The struggle is not always about taking up arms, and it offers something new and different in COD: WWII, by maintaining the same intensity.
Even on a mission that should be "stealth" though, open warfare will not directly make the mission fail. But he will adapt and offer different consequences for you to pass.
One interesting thing, is the "freedom" gameplay that he offers in some existing missions. That unlike most games that will foil you away when you are caught on a mission that is clearly a stealth-based mission for example, Call of Duty: WWII decided to push the gameplay to keep going. There is no instant failure process and the like here, only you have to deal with temporary specific consequences. Opening open attacks means making a lot of Nazi troops aware of your position and will try to attack you just like that.

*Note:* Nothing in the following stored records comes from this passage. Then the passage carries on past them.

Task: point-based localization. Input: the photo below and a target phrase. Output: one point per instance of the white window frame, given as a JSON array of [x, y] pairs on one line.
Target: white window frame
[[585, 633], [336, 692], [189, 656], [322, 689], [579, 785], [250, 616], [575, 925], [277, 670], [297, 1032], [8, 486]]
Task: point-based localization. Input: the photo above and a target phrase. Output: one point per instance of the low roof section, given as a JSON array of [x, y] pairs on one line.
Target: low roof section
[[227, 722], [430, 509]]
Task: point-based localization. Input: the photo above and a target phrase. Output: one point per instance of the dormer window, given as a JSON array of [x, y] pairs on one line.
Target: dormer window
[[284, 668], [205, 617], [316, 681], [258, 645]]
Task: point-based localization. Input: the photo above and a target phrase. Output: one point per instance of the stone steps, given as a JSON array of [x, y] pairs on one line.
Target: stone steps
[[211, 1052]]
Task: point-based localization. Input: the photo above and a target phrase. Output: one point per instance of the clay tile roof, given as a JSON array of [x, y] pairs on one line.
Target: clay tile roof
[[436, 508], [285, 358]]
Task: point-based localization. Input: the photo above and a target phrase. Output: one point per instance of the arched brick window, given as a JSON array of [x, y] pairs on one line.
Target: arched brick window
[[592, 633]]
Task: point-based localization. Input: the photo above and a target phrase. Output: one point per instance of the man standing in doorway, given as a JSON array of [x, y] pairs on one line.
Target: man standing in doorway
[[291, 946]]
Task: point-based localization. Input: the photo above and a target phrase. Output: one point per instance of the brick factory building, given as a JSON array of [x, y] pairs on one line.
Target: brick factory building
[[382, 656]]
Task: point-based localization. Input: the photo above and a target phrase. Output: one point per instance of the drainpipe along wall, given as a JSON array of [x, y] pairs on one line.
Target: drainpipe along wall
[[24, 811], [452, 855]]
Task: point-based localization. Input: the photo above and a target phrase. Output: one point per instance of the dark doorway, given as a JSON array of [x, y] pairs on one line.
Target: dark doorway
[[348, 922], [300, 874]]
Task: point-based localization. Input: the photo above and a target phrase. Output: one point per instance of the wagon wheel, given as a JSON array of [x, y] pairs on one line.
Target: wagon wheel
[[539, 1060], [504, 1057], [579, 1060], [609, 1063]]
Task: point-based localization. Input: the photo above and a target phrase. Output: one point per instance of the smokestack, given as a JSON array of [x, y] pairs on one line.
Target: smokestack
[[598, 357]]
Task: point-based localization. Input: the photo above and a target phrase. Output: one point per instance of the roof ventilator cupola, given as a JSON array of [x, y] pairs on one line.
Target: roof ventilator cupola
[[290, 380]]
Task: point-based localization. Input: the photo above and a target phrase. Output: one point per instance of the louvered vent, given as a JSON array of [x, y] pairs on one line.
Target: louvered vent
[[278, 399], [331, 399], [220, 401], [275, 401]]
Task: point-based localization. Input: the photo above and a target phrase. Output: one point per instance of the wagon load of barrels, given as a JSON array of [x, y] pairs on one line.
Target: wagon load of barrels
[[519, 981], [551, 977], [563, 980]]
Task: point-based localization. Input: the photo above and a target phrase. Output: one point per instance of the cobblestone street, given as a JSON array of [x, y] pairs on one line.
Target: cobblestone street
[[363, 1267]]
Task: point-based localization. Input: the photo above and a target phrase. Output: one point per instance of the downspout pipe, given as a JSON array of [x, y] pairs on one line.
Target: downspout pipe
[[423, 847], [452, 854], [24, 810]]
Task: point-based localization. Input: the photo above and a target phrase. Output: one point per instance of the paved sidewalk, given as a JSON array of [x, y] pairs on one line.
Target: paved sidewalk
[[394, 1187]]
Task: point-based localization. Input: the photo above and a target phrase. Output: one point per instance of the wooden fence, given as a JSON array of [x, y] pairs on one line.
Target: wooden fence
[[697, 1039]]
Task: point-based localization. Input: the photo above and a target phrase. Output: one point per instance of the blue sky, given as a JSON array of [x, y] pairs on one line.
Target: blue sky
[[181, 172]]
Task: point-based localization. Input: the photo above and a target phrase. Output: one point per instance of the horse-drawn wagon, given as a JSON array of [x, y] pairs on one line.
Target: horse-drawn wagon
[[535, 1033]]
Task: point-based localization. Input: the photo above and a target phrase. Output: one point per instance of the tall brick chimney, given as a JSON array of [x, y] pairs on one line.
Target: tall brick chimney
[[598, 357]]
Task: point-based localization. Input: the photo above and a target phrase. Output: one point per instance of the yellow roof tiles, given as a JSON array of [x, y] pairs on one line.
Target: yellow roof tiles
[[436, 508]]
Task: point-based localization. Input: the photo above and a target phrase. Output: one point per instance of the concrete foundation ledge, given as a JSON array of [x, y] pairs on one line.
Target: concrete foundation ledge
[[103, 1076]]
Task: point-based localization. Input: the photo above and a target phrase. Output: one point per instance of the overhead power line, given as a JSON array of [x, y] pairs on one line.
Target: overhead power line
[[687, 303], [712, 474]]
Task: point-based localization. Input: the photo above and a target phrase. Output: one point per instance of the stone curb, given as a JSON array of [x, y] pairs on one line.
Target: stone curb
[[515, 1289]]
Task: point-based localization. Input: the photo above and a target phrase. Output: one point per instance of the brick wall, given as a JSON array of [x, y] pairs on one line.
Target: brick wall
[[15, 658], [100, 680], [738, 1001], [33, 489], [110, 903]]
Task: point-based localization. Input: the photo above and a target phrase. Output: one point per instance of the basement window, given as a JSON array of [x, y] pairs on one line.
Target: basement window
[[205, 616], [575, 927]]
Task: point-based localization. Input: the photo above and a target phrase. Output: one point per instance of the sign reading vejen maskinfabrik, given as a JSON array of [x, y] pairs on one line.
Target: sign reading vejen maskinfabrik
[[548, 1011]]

In one of the missions where you have to settle to catch a train for example, it will start counting the countdown right away until the train departs, leaving you now "locked" inside a limited time space.
Then the result is a campaign mode that deserves to thumbs up. Outside of a variety of newly injected gameplay innovations, including the now different QTE sessions by asking you to steer ahead of the direction you want to achieve, the ability of Sledgehammer Games to mix a more personal and emotional war story is what makes us fall in love. This is no longer just killing the evil Nazi forces with the existing Allied forces. It's also a matter of seeing and viewing war as a whole situation. A tragedy that asks for life, whether it is bound or unbound to your life.